Fig. 4. A_2A/A₁ adenosine receptor antagonists modify circadian behaviour.

a–c Mice were housed in 12:12 L:D cycle, (grey – dark, white – light, black vertical bars show wheel running activity). At the red arrow (ZT6), animals received an i.p. injection of a vehicle or b 5 mg/kg JNJ40255392 (JNJ) and released into constant dark (DD). Activity onset on subsequent days is indicated by red line and c phase shifts expressed as a Tukey’s box plot (n = 12 and 8, ** = p = 0.0012, one-way ANOVA with Dunnett’s multiple comparisons test). d Mice were housed in DD (CT16) received either vehicle or e 5 mg/kg JNJ at red arrow (CT16) and f phase shifts measured (n = 11 and 10, *p = 0.007, t-test). g–i Mice were housed in 12:12 LD received either g vehicle (n = 12) or h JNJ at 5 (n = 12), 1 (n = 6) or 0.2 (n = 6) mg/kg at ZT6 (red arrow) and LD cycle advanced by 6 h. The phase of activity was measured the day after the injection (red line) (i) (n as above). JNJ in a dose-dependent manner enhances re-entrainment (p = 0.0031, one-way ANOVA). j JNJ at 5 mg/kg (n = 8) causes the largest phase shifts when administered at CT6 (p = 0.0012) compared with either caffeine (n = 9, 50 mg/kg, p = 0.0063) or KW6002 (n = 5, 1 mg/kg, p = 0.0151) (one-way ANOVA with Dunnett’s multiple comparisons test, no significant difference between caffeine and JNJ treatment). k JNJ is more effective than the control and the specific A_2A antagonist KW6002 1 mg/kg, and the specific A₁ antagonist KW3902 1 mg/kg for re-entrainment as measured using the 6 h phase advance protocol, n = 12. One-way ANOVA, Dunnett’s multiple test correction, p = 0.0023 for JNJ and p = 0.0342 for KW6002 vs vehicle. Tukey’s box plots used throughout (central line – mean, box represents 25^th to 75^th percentile data, whiskers are 1.5 interquartile range).

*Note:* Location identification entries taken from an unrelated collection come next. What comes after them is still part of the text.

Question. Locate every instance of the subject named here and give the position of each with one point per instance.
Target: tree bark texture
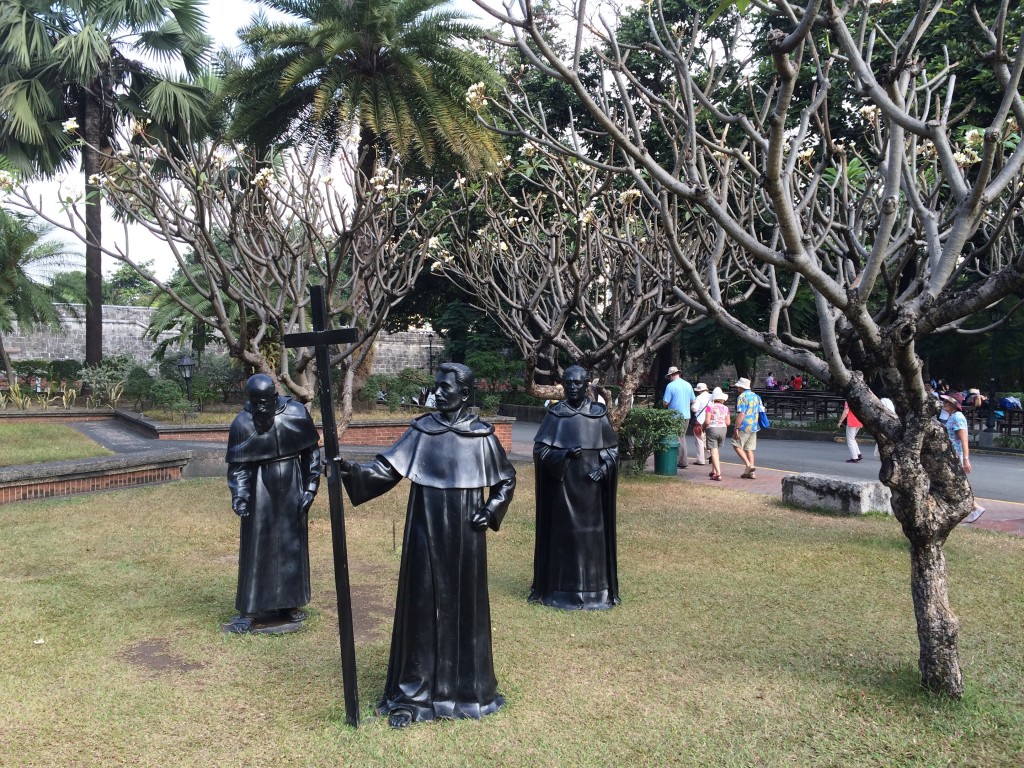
(92, 129)
(938, 627)
(930, 496)
(5, 361)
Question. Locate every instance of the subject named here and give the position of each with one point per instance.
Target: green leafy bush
(167, 394)
(488, 401)
(56, 371)
(645, 428)
(107, 381)
(137, 386)
(396, 390)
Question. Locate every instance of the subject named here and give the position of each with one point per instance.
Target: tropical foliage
(391, 74)
(26, 297)
(67, 72)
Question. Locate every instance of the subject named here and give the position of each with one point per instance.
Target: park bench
(843, 497)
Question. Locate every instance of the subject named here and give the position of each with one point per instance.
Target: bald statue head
(574, 384)
(262, 400)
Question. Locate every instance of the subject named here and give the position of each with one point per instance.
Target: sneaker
(975, 514)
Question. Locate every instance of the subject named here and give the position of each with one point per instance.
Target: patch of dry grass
(32, 442)
(749, 634)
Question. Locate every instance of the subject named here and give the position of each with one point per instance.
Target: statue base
(264, 625)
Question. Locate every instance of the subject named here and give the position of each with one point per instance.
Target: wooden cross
(320, 338)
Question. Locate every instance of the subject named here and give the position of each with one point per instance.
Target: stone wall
(406, 349)
(124, 332)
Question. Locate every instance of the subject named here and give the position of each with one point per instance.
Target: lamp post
(987, 437)
(185, 368)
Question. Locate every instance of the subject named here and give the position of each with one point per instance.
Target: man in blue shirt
(679, 396)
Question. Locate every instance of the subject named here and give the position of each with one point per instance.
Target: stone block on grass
(842, 497)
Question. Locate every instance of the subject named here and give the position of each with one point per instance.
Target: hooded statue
(574, 454)
(273, 469)
(440, 664)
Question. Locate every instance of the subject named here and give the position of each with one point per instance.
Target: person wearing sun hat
(698, 407)
(744, 433)
(956, 429)
(679, 396)
(716, 427)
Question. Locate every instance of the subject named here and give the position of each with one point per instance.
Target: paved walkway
(1001, 515)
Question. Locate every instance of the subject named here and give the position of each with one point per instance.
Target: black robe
(574, 563)
(440, 664)
(272, 471)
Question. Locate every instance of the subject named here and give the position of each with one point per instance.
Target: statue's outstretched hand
(480, 519)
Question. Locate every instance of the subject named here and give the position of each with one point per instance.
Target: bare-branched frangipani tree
(250, 236)
(569, 267)
(909, 225)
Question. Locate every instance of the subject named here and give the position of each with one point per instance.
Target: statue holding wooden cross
(441, 665)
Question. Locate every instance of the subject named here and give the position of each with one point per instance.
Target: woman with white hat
(716, 426)
(698, 407)
(956, 429)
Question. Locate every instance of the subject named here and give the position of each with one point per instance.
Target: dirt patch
(155, 655)
(372, 611)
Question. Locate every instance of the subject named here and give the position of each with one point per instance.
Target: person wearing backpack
(853, 425)
(744, 433)
(699, 408)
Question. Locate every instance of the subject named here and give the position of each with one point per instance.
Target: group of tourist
(712, 418)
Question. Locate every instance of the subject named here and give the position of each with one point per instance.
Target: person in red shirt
(853, 426)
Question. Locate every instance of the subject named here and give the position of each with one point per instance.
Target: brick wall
(26, 489)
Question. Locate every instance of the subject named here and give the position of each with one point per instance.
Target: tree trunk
(7, 367)
(937, 625)
(617, 414)
(92, 132)
(930, 496)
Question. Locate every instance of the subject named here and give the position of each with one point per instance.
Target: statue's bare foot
(399, 718)
(238, 626)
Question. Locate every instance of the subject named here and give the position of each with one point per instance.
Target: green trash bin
(667, 457)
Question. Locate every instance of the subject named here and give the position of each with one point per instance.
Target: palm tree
(25, 296)
(67, 74)
(397, 71)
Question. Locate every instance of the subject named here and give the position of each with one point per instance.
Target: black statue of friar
(440, 664)
(574, 453)
(273, 470)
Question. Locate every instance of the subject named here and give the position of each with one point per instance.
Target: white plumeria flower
(475, 98)
(974, 138)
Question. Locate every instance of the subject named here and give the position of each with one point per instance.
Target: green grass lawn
(28, 443)
(750, 634)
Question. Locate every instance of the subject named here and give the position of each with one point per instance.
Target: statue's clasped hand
(480, 519)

Fig. 5. Altered levels of endogenous adenosine regulate circadian rhythms in vivo.

a Basal forebrain (BF) and SCN were collected from wild type and human adenosine kinase overexpressing transgenic mice (Adk-Tg - ADK) at indicated circadian times. Each sample is a pool of 5–7 individual tissue punches. b Phase shifting in Adk-Tg animals (ADK-Tg) and wild type (WT) in response to a 1 h 200 lux light pulse at CT14 (n = 10 and 9, no significant difference, t-test) (b) and CT22 (c) (n = 14 and 8, p = 0.0439, t-test). d Free running period of the same mice in DD (n = 12 and 9, p = 0.0071). * = p < 0.05, ** = p < 0.01 t-test. e Behavioural phase-shifts in response to a 30 min 20 lux light pulse (LP) at CT14 (n = 14) is attenuated by sleep deprivation (SD, n = 10) for the previous 6 h (p = 0.0001, n = 9–11), but potentiated when pretreated with 5 mg/kg JNJ (n = 9, p = 0.0007) one-way ANOVA with Tukey multiple comparisons. f Sleep deprivation (ZT6-12) reduces the expression of Per1 (n = 11,11, t-test, p = 0.031) and g Per2 mRNA (n = 12,12 t-test, p = 0.025) within the SCN. h JNJ (5 mg/kg i.p. administered at ZT6) reverses the attenuation of Per2 within the SCN (n = 9,11, 8, p = 0.0006, one-way ANOVA with Dunnett’s multiple test correction). i–m Behavioural phase shifts in response to light and drugs that modulate adenosine signalling via specific A₁ or A_2A receptor agonists or antagonists: i N6CPA (A₁ agonist, 0.5 mg/kg, p = 0.0164) and CGS21680 (A_2A agonist, 0.5 mg/kg, p = 0.0046) (n = 12, 9, 13) and j KW3902 (A₁ antagonist, 1 mg/kg, p = 0.0051) and KW6002 (A_2A antagonist, 1 mg/kg) (n = 11, 9, 11). In i and j the phase-delaying phase shifts induced by a light pulse (30 min, 10 lux) delivered at CT16 are shown. For comparison, the phase-advance induced by a 30 min 100 lux light pulse at CT22 is shown in k (n = 10, 9, 10) and l (n = 10, 8, 8) (p = 0.0188 for KW3902 and p = 0.0078 for KW6002. One-way ANOVA for i–l, Dunnett’s multiple test correction. Tukey’s box plots used throughout (central line – mean box represents 25^th to 75^th percentile data, whiskers are 1.5 interquartile range). m Representative actograms are shown for i–I.